Cayden reageerde er niet op, knikte alleen maar. Hij staarde naar zijn handen die hij in zijn schoot had gelegd. 'Maar ze heeft het je niet verteld.'
'Ze wilde dat jij het mij zou vertellen.'
De rust was niet in Cayden teruggekeerd. Wat het ook was, het geheim moest heftig zijn en dat maakte Dorian angstig.
'Aan wie heeft ze wel de inhoud verteld of gaat ze dat vertellen?' mompelde Cayden. Vloekend stond hij op, maar Dorian pakte hem snel stevig beet bij zijn pols. Dorian vertelde maar niet dat Elwyn het wist. Dorian stond er niet om te springen om Caydens uitbarsting te mogen meemaken.
'Rustig aan.'
'Ik ben rustig.'
'Allesbehalve.'
Cayden wreef over zijn neusbrug en wierp Dorian een blik toe van over zijn schouder. 'Laat me gaan.'
'Waar ben je bang voor?' vroeg Dorian, die zijn greep niet verslapte.
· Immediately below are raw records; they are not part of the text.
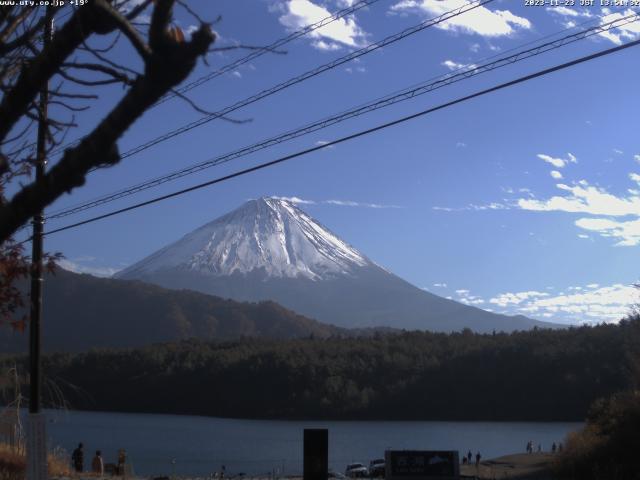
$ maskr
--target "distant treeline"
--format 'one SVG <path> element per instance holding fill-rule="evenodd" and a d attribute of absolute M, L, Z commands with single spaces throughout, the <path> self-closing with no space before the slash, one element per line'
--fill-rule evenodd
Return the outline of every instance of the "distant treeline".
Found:
<path fill-rule="evenodd" d="M 49 403 L 245 418 L 583 420 L 638 376 L 640 319 L 512 334 L 183 341 L 44 358 Z M 5 358 L 7 365 L 16 359 Z M 17 359 L 22 372 L 27 362 Z M 56 388 L 52 388 L 55 385 Z M 28 394 L 28 393 L 27 393 Z"/>

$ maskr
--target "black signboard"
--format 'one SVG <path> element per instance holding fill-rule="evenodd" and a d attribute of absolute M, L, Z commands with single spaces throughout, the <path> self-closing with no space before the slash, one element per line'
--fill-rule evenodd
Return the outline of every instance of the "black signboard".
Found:
<path fill-rule="evenodd" d="M 460 475 L 457 451 L 387 450 L 386 479 L 456 478 Z"/>
<path fill-rule="evenodd" d="M 328 470 L 329 431 L 326 428 L 305 428 L 304 480 L 327 480 Z"/>

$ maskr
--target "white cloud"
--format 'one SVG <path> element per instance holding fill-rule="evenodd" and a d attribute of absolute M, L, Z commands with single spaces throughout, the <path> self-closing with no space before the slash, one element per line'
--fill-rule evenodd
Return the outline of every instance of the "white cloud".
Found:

'Dat mensen weer misbruik van me gaan maken. Dat ze mij als een bedreiging gaan zien. Dat ik... niet als mens wordt behandeld.'
Dorian fronste om de kwetsbare toon in die woorden en de inhoud ervan. 'Hoe bedoel je?'
Er volgde een strijd in zijn ogen. Hij twijfelde of hij alles aan Dorian moest gaan vertellen. 'Ik kan nooit mezelf zijn, in ieder geval niet zonder consequenties. En dat vind ik moeilijk. Het is de waarheid als ik zeg dat ik speciaal ben. Ik heb heel vaak overwogen om het jou te vertellen, maar ik durfde steeds niet omdat ik bang was dat je me negatief zou zien.'
'Wat durfde je niet te vertellen? Wat is nog erger dan te weten dat je soms de controle over je emoties verliest en er doden vallen?'
Cayden lachte spottend, haast hatelijk. 'Ik laat het je wel zien.'
Dorian schrok zich kapot. Het ene moment stond Cayden daar nog en het volgende moment werd hij vervangen door een duisternis die donkerder was dan de nacht. Dorian kreeg het niet voor elkaar om op de bank te blijven zitten. Geschrokken stond hij op en stootte met zijn been hard tegen de tafelrand, waardoor een glas op de houten planken viel en in stukken uiteen spatte. Zijn hart raasde en hij probeerde zijn ademhaling te bedaren. Hij voelde nauwelijks dat zijn knie bonkte door de klap.
De duisternis vervaagde en daar Cayden stond weer.
'Ik zei het,' zei Cayden te kalm. Hij had de angst van Dorian gevoeld, waardoor hij een muur om zich heen had opgebouwd. Er lag geen emotie in zijn blik. Daardoor wist Dorian dat hij Cayden pijn had gedaan met zijn hevige reactie.
'Je bent de uitverkorene van de Maan,' zei Dorian ademloos.